Claude Oscar Monet was born in Paris on 14 November 1840. He grew up in Le Havre, a town on the north-west coast of France. Monet began painting there. Already at school Monet was known for his caricatures.
Claude Monet later met the canvas dealer Eugène Boudin, who encouraged him to paint outdoors and gradually awakened his passion for outdoor painting. Monet loves nature and the sea.
In 1859 Monet went to Paris, to the Académie Suisse. He met Camille Pissaro there. In 1861 he was obliged to serve in the military for seven years. He fell ill with typhoid fever, however, and in 1862 he terminated his military service for health reasons. He returned to Le Havre to recover. His aunt encouraged him to continue studying art. During this time he met Johan Barthold Jongkind and worked with him. From this time comes the following quotation: “I owe to him the final education of my eye”.
Claude Monet – a new style of art emerges
Due to the Prussian-French war he and Pissaro move to London. Pictures of the Thames and Hyde Park are created. William Turner´s He is strongly impressed by his work. In Paris, together with the artists Pissaro, Bazille, Renoir and Sisley, he formed an artist community that is today regarded as the founder of Impressionism. In 1874, Monet exhibited one of his works in Paris, called “Impression, Sunrise”. This painting, with its extremely strong colours for his time, was considered unfinished by the critics. It was then mockingly called “Impressionism” – based on the title of the picture with the meaning of “unfinished and still raw impression / impression”. This event is regarded as the birth of this new art movement.
The Japanese woodcuts, which arrived in Europe around 1850, had a great influence on Monet’s picture design.

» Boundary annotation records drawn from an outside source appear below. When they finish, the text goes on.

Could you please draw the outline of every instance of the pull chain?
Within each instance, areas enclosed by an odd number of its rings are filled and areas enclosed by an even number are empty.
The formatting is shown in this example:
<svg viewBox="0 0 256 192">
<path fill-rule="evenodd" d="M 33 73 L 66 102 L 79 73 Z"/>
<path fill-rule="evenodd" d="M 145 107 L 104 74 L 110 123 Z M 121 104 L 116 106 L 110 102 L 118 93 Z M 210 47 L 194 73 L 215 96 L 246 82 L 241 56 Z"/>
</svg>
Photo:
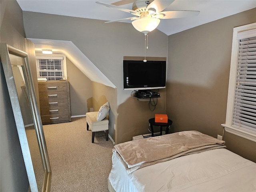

Monet’s financial situation is modest at first and for a long time, and the profit from his art is far from sufficient for him to live on. In 1883 Monet presented his works for the first time in an official solo exhibition in London.
Art of Impressionism
In this year he buys from his first financial profits his house in Giverny near Paris and lived there. The flower garden of his house, which he designed down to the smallest detail, became the inspiration for many of his paintings in his last years. Claude Monet suffers from cancer and rheumatism at the end of his life. He could only see very poorly and underwent several operations on his eyes. But he continued to paint until his death on December 6, 1926. Until the end of his life, at the age of 86, he kept his impressionistic style.